Carles Puigdemont kämpfte als Katalanenpräsident um die Unabhängigkeit seiner Region von der spanischen Zentralregierung. Er wurde der Rebellion beschuldigt, abgesetzt, verhaftet. Seine Auslieferung an Spanien steht bevor. Sein Ziel verfolgt er aber weiter: mit einer neuen Unabhängigkeitsbewegung.

Der ehemalige katalanische Regionalpräsident Carles Puigdemont hat eine neue Bewegung gegründet, in der er alle Unabhängigkeitsbefürworter versammeln will. "Wir sind stärker, wenn wir übergreifend und vereint handeln können", sagte Puigdemont am Montag bei der Veranstaltung zur Gründung der Bewegung "Nationaler Aufruf für die Republik" in Barcelona.

Neue Bewegung soll alle Unabhängigkeits-Befürworter vereinen

Puigdemont war per Video aus Deutschland zugeschaltet, wo er seit seiner Festnahme im Frühjahr festsitzt. Bislang gibt es in Katalonien mindestens drei Parteien, die die Unabhängigkeit der Region von Madrid befürworten. Im Herbst soll aus der neuen Bewegung eine Partei werden, die sämtliche Unabhängigkeitsbefürworter vereint und einen "unabhängigen Staat in Form einer Republik" anstrebt.

Weg für Auslieferung frei

Der Streit um die Unabhängigkeitsbestrebungen Kataloniens war im vergangenen Jahr eskaliert, als Puigdemont ein von der spanischen Justiz als illegal eingestuftes Unabhängigkeitsreferendum organisierte. Nach der Abstimmung rief die Regionalregierung Ende Oktober einseitig Kataloniens Unabhängigkeit aus. Die Regierung in Madrid setzte daraufhin Puigdemont und sein Kabinett ab.
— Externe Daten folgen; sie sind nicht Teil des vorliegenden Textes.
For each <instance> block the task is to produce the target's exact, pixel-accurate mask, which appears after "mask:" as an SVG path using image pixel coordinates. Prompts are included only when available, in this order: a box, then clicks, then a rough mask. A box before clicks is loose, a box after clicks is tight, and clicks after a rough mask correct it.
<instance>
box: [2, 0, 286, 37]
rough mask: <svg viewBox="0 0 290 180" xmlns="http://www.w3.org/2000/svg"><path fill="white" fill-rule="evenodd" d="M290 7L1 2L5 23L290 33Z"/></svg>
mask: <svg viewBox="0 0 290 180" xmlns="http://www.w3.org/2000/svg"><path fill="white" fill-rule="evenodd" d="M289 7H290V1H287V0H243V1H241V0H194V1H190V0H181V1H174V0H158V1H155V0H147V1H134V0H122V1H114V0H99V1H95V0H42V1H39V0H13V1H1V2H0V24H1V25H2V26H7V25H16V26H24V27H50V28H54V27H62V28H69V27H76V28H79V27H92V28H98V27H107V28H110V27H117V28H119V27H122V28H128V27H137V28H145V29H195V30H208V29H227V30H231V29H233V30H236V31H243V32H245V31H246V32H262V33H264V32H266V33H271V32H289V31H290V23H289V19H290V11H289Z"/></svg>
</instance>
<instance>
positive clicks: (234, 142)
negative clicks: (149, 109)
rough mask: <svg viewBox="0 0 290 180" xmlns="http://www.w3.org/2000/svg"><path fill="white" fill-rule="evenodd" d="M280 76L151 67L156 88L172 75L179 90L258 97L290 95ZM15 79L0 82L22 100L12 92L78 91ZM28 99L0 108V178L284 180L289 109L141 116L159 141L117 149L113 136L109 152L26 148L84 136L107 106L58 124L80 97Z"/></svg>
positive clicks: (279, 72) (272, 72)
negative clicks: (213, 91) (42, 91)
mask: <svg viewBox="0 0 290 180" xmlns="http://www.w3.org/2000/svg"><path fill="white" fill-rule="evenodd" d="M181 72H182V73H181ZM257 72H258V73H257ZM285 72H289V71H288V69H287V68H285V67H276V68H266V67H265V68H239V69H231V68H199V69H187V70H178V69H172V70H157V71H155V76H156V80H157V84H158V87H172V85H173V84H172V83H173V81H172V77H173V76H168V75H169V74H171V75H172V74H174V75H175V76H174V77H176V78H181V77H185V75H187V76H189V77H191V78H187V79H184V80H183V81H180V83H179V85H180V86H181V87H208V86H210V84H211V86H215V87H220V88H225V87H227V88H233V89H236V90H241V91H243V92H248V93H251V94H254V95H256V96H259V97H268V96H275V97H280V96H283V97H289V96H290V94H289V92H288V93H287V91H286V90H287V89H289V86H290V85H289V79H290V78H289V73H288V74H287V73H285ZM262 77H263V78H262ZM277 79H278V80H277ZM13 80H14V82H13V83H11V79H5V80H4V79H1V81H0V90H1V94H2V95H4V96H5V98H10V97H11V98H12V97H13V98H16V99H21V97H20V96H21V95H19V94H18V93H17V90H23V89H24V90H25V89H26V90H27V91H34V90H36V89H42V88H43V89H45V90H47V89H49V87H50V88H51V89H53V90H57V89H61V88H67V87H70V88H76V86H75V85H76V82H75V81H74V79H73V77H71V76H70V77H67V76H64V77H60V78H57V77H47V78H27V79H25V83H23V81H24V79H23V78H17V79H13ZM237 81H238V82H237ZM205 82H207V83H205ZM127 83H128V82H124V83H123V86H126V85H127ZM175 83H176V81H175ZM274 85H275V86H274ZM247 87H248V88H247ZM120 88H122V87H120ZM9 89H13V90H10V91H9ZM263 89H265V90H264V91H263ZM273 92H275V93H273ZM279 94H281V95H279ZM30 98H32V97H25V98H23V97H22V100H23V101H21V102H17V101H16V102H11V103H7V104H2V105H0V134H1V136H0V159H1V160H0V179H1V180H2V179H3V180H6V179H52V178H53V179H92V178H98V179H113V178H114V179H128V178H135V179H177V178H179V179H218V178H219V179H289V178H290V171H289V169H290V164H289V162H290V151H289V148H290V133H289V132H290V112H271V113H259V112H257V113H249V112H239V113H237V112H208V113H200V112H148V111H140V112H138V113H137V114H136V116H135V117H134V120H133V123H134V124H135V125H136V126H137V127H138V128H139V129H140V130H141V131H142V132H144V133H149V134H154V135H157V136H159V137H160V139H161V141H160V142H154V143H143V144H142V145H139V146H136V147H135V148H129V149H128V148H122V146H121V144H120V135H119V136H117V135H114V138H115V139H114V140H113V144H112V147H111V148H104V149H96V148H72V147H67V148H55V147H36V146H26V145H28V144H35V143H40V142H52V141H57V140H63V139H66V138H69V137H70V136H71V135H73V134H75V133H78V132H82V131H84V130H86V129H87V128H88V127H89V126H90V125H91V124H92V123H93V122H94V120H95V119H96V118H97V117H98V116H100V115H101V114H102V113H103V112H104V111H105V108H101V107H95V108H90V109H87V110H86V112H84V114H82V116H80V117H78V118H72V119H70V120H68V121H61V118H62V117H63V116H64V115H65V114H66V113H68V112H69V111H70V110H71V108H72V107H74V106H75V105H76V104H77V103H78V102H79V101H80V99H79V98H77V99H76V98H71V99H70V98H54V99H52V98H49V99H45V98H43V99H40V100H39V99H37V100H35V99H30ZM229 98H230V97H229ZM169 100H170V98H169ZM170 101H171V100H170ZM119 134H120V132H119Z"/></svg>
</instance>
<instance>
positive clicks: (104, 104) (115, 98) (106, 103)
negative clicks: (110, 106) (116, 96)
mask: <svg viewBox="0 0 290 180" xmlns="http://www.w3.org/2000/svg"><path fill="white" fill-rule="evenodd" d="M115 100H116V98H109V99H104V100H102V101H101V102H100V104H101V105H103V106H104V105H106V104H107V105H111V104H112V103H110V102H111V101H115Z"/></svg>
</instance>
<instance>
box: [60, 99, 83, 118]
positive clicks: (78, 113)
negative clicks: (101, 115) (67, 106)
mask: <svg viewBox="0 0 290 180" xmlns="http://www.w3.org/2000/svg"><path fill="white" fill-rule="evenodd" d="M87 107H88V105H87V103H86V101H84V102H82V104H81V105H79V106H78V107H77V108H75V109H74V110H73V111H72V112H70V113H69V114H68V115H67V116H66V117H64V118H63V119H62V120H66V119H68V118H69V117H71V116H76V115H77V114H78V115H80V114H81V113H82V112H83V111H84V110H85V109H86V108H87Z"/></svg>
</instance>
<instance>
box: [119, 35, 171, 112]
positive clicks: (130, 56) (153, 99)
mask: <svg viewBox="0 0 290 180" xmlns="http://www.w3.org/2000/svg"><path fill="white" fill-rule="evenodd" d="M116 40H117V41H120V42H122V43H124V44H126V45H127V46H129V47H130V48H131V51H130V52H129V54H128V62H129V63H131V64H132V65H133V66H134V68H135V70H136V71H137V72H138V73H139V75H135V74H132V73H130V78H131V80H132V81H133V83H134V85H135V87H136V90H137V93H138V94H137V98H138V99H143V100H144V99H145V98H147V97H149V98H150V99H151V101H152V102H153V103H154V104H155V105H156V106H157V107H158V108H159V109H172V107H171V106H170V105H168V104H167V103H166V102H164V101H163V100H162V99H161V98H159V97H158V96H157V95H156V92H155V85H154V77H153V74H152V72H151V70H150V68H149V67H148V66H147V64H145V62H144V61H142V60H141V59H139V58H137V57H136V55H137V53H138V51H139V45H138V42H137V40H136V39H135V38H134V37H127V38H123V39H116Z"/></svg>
Die spanische Justiz beschuldigt Puigdemont seither der Rebellion, des Aufruhrs und der Veruntreuung öffentlicher Gelder. Er floh im Oktober nach Belgien und wurde im März auf Grundlage eines von Spanien erwirkten europäischen Haftbefehls auf der Durchreise in Schleswig-Holstein festgenommen. Er kam unter Auflagen frei. Vor wenigen Tage machte das Oberlandesgericht in Schleswig den Weg für die Auslieferung frei. Allerdings soll er nur wegen des Verdachts der Veruntreuung öffentlicher Gelder juristisch verfolgt werden können und nicht wegen Rebellion.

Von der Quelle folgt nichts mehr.